FIG. 9 is a diagram showing an example of the configuration of the equalization circuit 51 of FIG. The equalization circuit of FIG. 6 includes band-pass filters 110 and 111, variable gain amplifiers 112 and 113, a buffer 114, and an adder circuit 115. A reception signal is applied to the input terminal Vin. Bandpass filter 110 extracts the frequency component near frequency f _N. The band pass filter 111 extracts frequency components in the vicinity of the frequency f _N / 2. The variable gain amplifier 112, a frequency component near frequency f _N extracted by the bandpass filter 110, amplified at the amplification factor adaptive equalization control circuit 60 in accordance with the equalization coefficient C1 to output. The variable gain amplifier 113 amplifies the frequency component in the vicinity of the frequency f _N / 2 extracted by the bandpass filter 111 at an amplification factor according to the equalization coefficient C2 output from the adaptive equalization control circuit 60. The buffer 114 outputs the received signal directly supplied from the input terminal Vin without passing through the band pass filter with the gain as it is. The adder circuit 115 adds the output signals of the variable gain amplifiers 112 and 113 and the buffer 114 to obtain a sum, and outputs the obtained sum signal to the output terminal Vout.

FIG. 10 is a diagram illustrating an example of the configuration of the bandpass filter illustrated in FIG. 9. Each of the bandpass filters 110 and 111 shown in FIG. 9 may have the configuration shown in FIG. The band pass filter of FIG. 10 includes parallel circuits 121 and 122, NMOS transistors 123 to 126, and a capacitor 127. Each of the parallel circuits 121 and 122 includes an inductor element, a resistor element, a capacitor element, and a variable capacitor element connected in parallel, and adjusts the band pass band by controlling the capacitance value of the variable capacitor element. be able to. Differential input voltages V _{in +} and V _in− are input to the gate ends of the NMOS transistors 123 and 125. Differential output voltages V _{out +} and V _out− are output from the drain ends of the NMOS transistors 125 and 123.

FIG. 11 is a diagram illustrating an example of the configuration of the variable gain amplifier illustrated in FIG. 9. Each of variable gain amplifiers 112 and 113 shown in FIG. 9 may have the configuration shown in FIG. The variable gain amplifier shown in FIG. 11 includes resistance elements 131 and 132, NMOS transistors 133 to 136, NMOS transistors 137-1 to 137-8, resistance elements 138-1 to 138-8, and resistance elements 139-1 to 139-. 8 is included. Differential input voltages V _{in +} and V _in− are input to the gate terminals of the NMOS transistors 133 and 134. Differential output voltages V _{out +} and V _out− are output from the drain ends of the NMOS transistors 134 and 133. In this example, the amplifier amplifies with a gain according to the equalization coefficient C1, and the gates of the NMOS transistors 137-1 to 137-8 are connected to signals C1 <0> to C1 <according to the equalization coefficient C1. 7> is applied.
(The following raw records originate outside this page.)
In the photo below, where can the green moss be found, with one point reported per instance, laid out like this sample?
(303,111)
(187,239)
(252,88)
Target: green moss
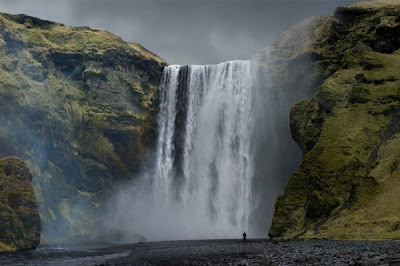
(70,110)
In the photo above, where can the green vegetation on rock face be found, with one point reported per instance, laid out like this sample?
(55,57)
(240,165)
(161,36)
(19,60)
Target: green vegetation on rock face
(19,218)
(349,132)
(79,106)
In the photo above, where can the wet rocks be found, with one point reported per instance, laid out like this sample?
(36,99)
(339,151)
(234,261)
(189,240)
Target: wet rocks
(19,218)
  The signals C1 <0> to C1 <7> are signals that become HIGH according to the value of the equalization coefficient C1 having a bit width of 3 bits. As a result, one of the NMOS transistors 137-1 to 137-8 becomes conductive, and the source ends of the NMOS transistors 133 and 134 are connected to each other. At this time, the resistance elements 139-1 to 139-8 connected in series to the NMOS transistors 137-1 to 137-8 respectively have eight different resistance values that decrease in this order, for example, 8R, 7R, 6R, 5R. 4R, 3R, 2R, 1R.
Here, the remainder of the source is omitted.